One of the best things about riding a bike is the ability to wander, to see a side lane and ride it to see what’s around the corner. But if you prefer to plan a route ahead of time and stick to a schedule, that’s great too.
So how do you plan a ride? What do you need to plan a cycle route in Scotland?
Smartphone vs bike computer
First, let’s tackle the question of equipment. Namely whether to use a smartphone or a dedicated bike computer.
For commuting to work or riding around your local area, a smartphone will suffice. The battery should last long enough, you can protect it from the weather and you are unlikely to need it for navigation unless you get lost.
For all other types of riding, including days out in Scotland, you should invest in a bike computer with some form of GPS or navigation.
If budget is an issue, a waterproof cover for your phone will help and a battery pack is essential. If not, consider investing in a bike computer.

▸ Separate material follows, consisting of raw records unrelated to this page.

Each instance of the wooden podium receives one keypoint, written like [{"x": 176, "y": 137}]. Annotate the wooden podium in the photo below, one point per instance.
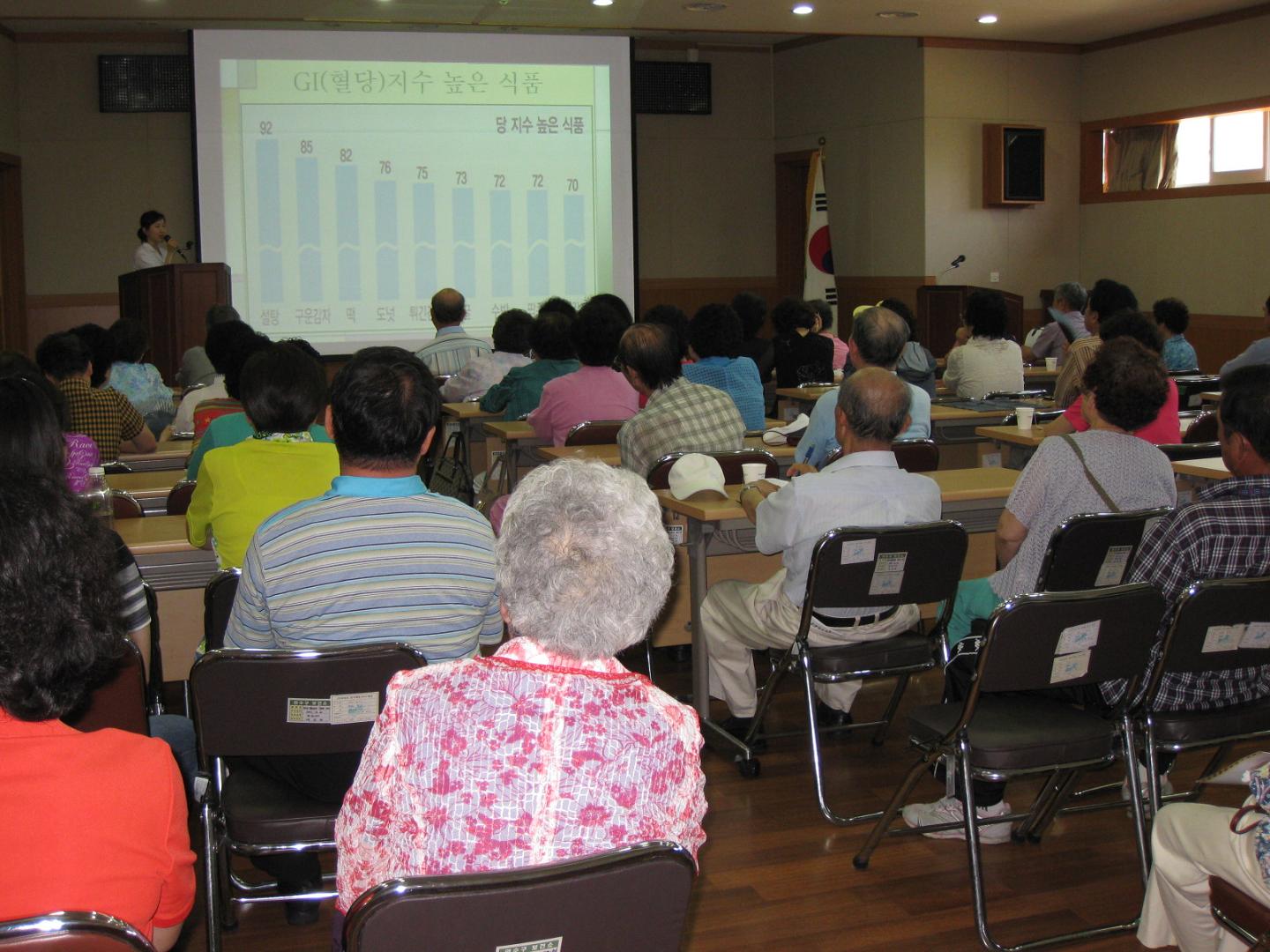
[
  {"x": 172, "y": 301},
  {"x": 940, "y": 309}
]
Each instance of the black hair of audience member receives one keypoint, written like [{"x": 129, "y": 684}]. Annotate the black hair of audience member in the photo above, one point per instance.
[
  {"x": 242, "y": 349},
  {"x": 383, "y": 405},
  {"x": 557, "y": 305},
  {"x": 282, "y": 390},
  {"x": 101, "y": 346},
  {"x": 715, "y": 331},
  {"x": 61, "y": 355},
  {"x": 1131, "y": 324},
  {"x": 130, "y": 339},
  {"x": 790, "y": 314},
  {"x": 649, "y": 349},
  {"x": 596, "y": 331},
  {"x": 1128, "y": 381},
  {"x": 551, "y": 337},
  {"x": 31, "y": 432},
  {"x": 220, "y": 343},
  {"x": 676, "y": 323},
  {"x": 512, "y": 331},
  {"x": 986, "y": 314},
  {"x": 1244, "y": 406},
  {"x": 752, "y": 310},
  {"x": 1109, "y": 296},
  {"x": 63, "y": 632},
  {"x": 1172, "y": 314}
]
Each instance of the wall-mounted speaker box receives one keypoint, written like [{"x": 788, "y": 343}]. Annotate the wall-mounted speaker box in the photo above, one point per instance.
[{"x": 1013, "y": 165}]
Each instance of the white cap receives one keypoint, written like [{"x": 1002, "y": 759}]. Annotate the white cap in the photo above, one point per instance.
[{"x": 696, "y": 472}]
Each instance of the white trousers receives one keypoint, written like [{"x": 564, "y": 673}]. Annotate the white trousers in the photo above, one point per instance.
[
  {"x": 741, "y": 616},
  {"x": 1189, "y": 843}
]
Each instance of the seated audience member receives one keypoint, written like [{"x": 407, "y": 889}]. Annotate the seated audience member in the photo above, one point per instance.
[
  {"x": 1258, "y": 352},
  {"x": 1166, "y": 428},
  {"x": 80, "y": 450},
  {"x": 825, "y": 312},
  {"x": 196, "y": 366},
  {"x": 1105, "y": 297},
  {"x": 93, "y": 822},
  {"x": 511, "y": 349},
  {"x": 714, "y": 342},
  {"x": 242, "y": 485},
  {"x": 450, "y": 351},
  {"x": 863, "y": 487},
  {"x": 583, "y": 569},
  {"x": 1223, "y": 533},
  {"x": 1124, "y": 391},
  {"x": 752, "y": 311},
  {"x": 140, "y": 383},
  {"x": 800, "y": 354},
  {"x": 594, "y": 391},
  {"x": 220, "y": 351},
  {"x": 103, "y": 415},
  {"x": 680, "y": 417},
  {"x": 987, "y": 362},
  {"x": 1172, "y": 316},
  {"x": 551, "y": 346},
  {"x": 877, "y": 340}
]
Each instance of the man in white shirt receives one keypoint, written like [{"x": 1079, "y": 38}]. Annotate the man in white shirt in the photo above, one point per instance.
[{"x": 863, "y": 487}]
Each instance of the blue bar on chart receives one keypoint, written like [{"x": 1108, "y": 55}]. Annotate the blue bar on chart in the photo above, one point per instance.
[
  {"x": 309, "y": 227},
  {"x": 386, "y": 240},
  {"x": 348, "y": 234},
  {"x": 465, "y": 239},
  {"x": 501, "y": 242},
  {"x": 540, "y": 248},
  {"x": 574, "y": 245},
  {"x": 268, "y": 219},
  {"x": 424, "y": 240}
]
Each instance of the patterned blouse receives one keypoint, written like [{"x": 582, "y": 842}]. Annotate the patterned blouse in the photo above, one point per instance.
[{"x": 519, "y": 759}]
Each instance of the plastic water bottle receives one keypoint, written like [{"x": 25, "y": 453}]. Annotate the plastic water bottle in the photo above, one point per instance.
[{"x": 98, "y": 495}]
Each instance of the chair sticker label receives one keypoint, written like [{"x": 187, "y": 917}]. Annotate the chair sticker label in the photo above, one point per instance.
[
  {"x": 355, "y": 709},
  {"x": 1114, "y": 564},
  {"x": 1079, "y": 637},
  {"x": 1070, "y": 666},
  {"x": 859, "y": 551},
  {"x": 1222, "y": 637}
]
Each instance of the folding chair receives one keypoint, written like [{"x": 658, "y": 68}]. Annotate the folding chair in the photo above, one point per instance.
[
  {"x": 267, "y": 703},
  {"x": 71, "y": 932},
  {"x": 1010, "y": 727},
  {"x": 854, "y": 568},
  {"x": 628, "y": 900}
]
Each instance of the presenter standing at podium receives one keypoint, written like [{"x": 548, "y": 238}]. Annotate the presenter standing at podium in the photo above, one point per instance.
[{"x": 156, "y": 245}]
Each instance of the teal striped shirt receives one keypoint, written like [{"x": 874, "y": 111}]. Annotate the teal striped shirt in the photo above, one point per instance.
[{"x": 371, "y": 560}]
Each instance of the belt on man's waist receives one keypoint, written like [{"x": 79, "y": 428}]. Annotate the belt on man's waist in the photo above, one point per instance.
[{"x": 857, "y": 622}]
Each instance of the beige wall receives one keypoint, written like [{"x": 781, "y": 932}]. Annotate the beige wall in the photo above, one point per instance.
[
  {"x": 863, "y": 95},
  {"x": 88, "y": 175},
  {"x": 1208, "y": 251},
  {"x": 705, "y": 183},
  {"x": 1034, "y": 247}
]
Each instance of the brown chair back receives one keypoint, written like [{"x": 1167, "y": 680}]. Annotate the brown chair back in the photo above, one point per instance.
[{"x": 629, "y": 900}]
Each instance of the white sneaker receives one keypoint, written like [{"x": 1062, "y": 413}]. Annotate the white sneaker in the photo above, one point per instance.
[{"x": 949, "y": 810}]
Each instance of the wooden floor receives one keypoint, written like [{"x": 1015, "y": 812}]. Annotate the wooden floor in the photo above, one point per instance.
[{"x": 775, "y": 874}]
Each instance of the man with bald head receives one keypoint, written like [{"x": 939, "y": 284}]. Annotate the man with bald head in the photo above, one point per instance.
[
  {"x": 863, "y": 487},
  {"x": 452, "y": 348}
]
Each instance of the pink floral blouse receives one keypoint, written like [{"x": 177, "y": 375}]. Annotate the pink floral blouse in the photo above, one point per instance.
[{"x": 517, "y": 759}]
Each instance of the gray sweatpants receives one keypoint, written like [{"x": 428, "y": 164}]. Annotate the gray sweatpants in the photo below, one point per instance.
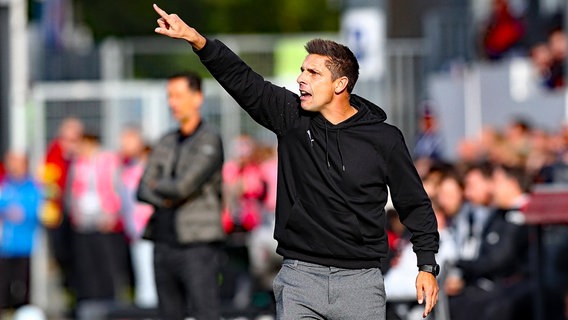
[{"x": 310, "y": 291}]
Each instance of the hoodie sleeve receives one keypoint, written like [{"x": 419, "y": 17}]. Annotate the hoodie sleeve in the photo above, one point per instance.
[
  {"x": 272, "y": 106},
  {"x": 411, "y": 201}
]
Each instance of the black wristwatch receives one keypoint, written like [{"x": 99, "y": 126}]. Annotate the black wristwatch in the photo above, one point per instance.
[{"x": 431, "y": 268}]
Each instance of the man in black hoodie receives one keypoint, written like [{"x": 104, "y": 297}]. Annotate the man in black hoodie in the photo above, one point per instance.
[{"x": 336, "y": 158}]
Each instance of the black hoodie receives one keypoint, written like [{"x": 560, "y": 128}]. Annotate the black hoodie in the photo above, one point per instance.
[{"x": 332, "y": 179}]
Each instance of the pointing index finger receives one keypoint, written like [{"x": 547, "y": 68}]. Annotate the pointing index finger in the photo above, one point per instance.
[{"x": 161, "y": 12}]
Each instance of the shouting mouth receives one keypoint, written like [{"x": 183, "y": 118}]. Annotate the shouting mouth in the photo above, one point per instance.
[{"x": 304, "y": 95}]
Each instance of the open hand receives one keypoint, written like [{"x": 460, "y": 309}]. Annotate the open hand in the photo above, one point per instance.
[{"x": 173, "y": 26}]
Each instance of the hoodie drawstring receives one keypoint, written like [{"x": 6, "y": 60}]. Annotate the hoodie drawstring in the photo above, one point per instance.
[
  {"x": 326, "y": 152},
  {"x": 339, "y": 148}
]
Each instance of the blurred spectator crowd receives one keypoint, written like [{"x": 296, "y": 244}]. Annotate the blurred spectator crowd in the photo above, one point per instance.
[
  {"x": 506, "y": 34},
  {"x": 84, "y": 197}
]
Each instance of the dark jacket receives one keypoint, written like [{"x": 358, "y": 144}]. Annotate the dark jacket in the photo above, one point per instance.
[
  {"x": 186, "y": 179},
  {"x": 332, "y": 179}
]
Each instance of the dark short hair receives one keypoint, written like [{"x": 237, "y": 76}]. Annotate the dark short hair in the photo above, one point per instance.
[
  {"x": 341, "y": 62},
  {"x": 192, "y": 78}
]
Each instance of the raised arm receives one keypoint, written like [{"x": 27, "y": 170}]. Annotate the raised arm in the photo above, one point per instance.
[{"x": 272, "y": 106}]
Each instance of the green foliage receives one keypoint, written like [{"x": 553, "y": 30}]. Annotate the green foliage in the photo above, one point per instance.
[{"x": 134, "y": 18}]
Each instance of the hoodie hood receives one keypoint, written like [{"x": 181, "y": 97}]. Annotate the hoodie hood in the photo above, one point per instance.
[{"x": 367, "y": 113}]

Dedicated bike computers come in all shapes and sizes but they all have some things in common.
They are weatherproof – The weather in Scotland can be temperamental so your device needs to be able to cope!
Better battery life – If you’re in the saddle for hours, you need a device that can keep up. Most smartphones struggle to last a day with basic use. Add GPS and Bluetooth running during that time and it will struggle even more.
Accuracy – If you’re tracking mileage or Strava PBs, it’s bike computer all the way. Phone GPS isn’t always as accurate and Strava will use its own extrapolation to calculate times and distance. Use a bike computer and it’s all done on board.
Navigation – A more relevant feature for your Scottish road trip is navigation. Phones have access to Google or Apple Maps and work well but it isn’t easy to plan a route in advance or use turn-by-turn navigation.
Other data – If you want to track heart rate, power, cadence or other metrics, you’ll need to use a bike computer. A phone has Bluetooth but this is a single connection only. If you use a power meter and heart rate monitor, you can usually only receive the signal from one. Bike computers can track multiple metrics at once.
If you’re out exploring in rural locations, it’s always best to ensure your phone has battery left in case you need to make an emergency phone call.
Planning your adventure
There are several websites out there that can help you plan your routes well in advance of arriving at your start point.
We recommend planning these in the comfort of your own home so you can do it using home broadband, plus route planning is best done on larger screens rather than small ones!
Some websites to help you plan routes include:
Some are free while others require a subscription to access all navigation features.
All have a navigation option where you can plot a start and endpoint and drag a marker around to create your route.
Garmin and Strava let you see heat maps and can be very useful for exploring popular routes.
Some will also provide climbs, traffic and other data too.
We recommend spending as long as you can planning your journey. Be mindful of time, terrain, climbs and the weather.
Factor in rest or cake stops, note down bike shops for critical spares and play around with routes until you’re happy.
Save each route with a recognisable name so you know which route is which. Then you should be able to transfer the routes directly to your bike computer or download a TCX or GPX file and upload it to your device.
Once uploaded, open each map using the bike computer to make sure it didn’t get corrupted and that it works properly. Do this before you leave home and you’ll avoid ending up in the middle of nowhere with no route to follow!
There is a simple joy in aimlessly exploring or getting lost but there’s also the efficiency and satisfaction of planning a route and following it.
As long as you’re out on your bike and enjoying the experience, there’s no wrong way to explore Scotland!